Whole food, minimally processed, PDCAAS score 1
Inherently high in protein (60%+) and fiber, Meati’s fungi (which is white with no particular flavor and has long fibrous filaments that mimic muscle structure) can be grown highly-efficiently in fermentation tanks fed with a carbon source like sugar, claimed Huggins, who said the platform can produce everything from chicken to pork by tweaking the post-harvest alignment process.
While several other players now use whole biomass fermentation to create meat alternatives, from Nature’s Fynd, MyForest Foods, Enough Foods, Better Meat Co (with whom Meati is currently embroiled in a legal dispute), and The Protein Brewery, according to Huggins, “I don't know anybody else that has our level of protein [in a whole food] and a PDCAAS of 1.”
When it comes to growing conditions, he said, Meati is different to MyForest Foods and Nature’s Fynd, as it deploys a submerged fermentation process, “so the speed of growth is incredible. As we harvest it, we can realign the fibers in different orientations, making everything from chicken breasts to beefsteak, to fish, which is harder if you’re using solid state approach."
And while some others are using submerged fermentation with mycelium, he argued, "No one [else] is able to maintain the inherent textural qualities."
Fermentation feedstocks: 'We want to scale fast and then we will start to optimize'
Asked about feedstocks, he said: "When [co-founder] Justin [Whiteley] and I first started, we developed a lot of IP and know how around how do we use residual sugars and carbon sources from food processing and we would love to be able to do that [instead of buying purified sugars from corn or sugarcane/beet, as it is currently doing].
"But right now speed to scale is most important, so we want to scale fast and then we will start to optimize."
Messaging: Mushroom root makes the most sense to consumers
As for labeling, the ingredients lists on Meati's website feature the word ‘mycelium’ (whereas Nature's Fynd, for example, has branded its ingredient as 'Fy Protein' followed by 'nutritional fungi protein' in parentheses).
However, in the firm's more recent press materials, it has started using 'mushroom roots' to talk about the products to consumers, given the lack of awareness of the term mycelium, said Huggins.
As for safety, he said Meati's mycelium products are self-GRAS, adding: "We have very strong documentation to support our GRAS status, and we will be submitting this to the FDA here shortly."
Asked how retailers would position his products, as Meati's steaks and cutlets are not technically plant-based, as they are made from fungi, he said, "Plant based' seems to be the catch all term right now.
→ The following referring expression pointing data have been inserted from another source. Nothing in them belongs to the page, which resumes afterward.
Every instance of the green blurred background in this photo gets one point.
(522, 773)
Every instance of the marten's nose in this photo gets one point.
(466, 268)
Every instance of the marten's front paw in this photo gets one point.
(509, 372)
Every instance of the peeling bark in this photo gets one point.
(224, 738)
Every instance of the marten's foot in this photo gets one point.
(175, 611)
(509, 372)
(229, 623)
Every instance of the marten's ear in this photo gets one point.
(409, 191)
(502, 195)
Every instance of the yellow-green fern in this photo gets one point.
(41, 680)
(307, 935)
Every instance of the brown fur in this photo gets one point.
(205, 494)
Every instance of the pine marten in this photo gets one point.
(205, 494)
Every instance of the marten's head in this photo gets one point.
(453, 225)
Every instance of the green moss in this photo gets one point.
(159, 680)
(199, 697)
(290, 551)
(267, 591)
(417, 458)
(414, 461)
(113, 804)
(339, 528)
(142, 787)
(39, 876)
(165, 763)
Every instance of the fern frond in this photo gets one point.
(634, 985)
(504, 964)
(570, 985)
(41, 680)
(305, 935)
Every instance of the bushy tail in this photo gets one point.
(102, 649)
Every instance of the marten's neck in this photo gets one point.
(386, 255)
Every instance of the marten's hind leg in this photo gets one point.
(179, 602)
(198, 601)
But we are going to continue to lean in towards more of a 'animal-free' positioning as I believe we're creating a whole new category of protein that is not plant-based or animal-based."
Litigation vs Better Meat Co
Huggins did not comment on the ongoing litigation with fungi-fueled startup Better Meat Co, which Meati has accused of intellectual property theft (a claim BMC vigorously denies), but said it had not impacted the fundraising.
He added: “I think we have a very clear position and are on the right side of things. We have a very robust IP portfolio ranging from the cultivation parameters, to the processing conditions, to the finished good."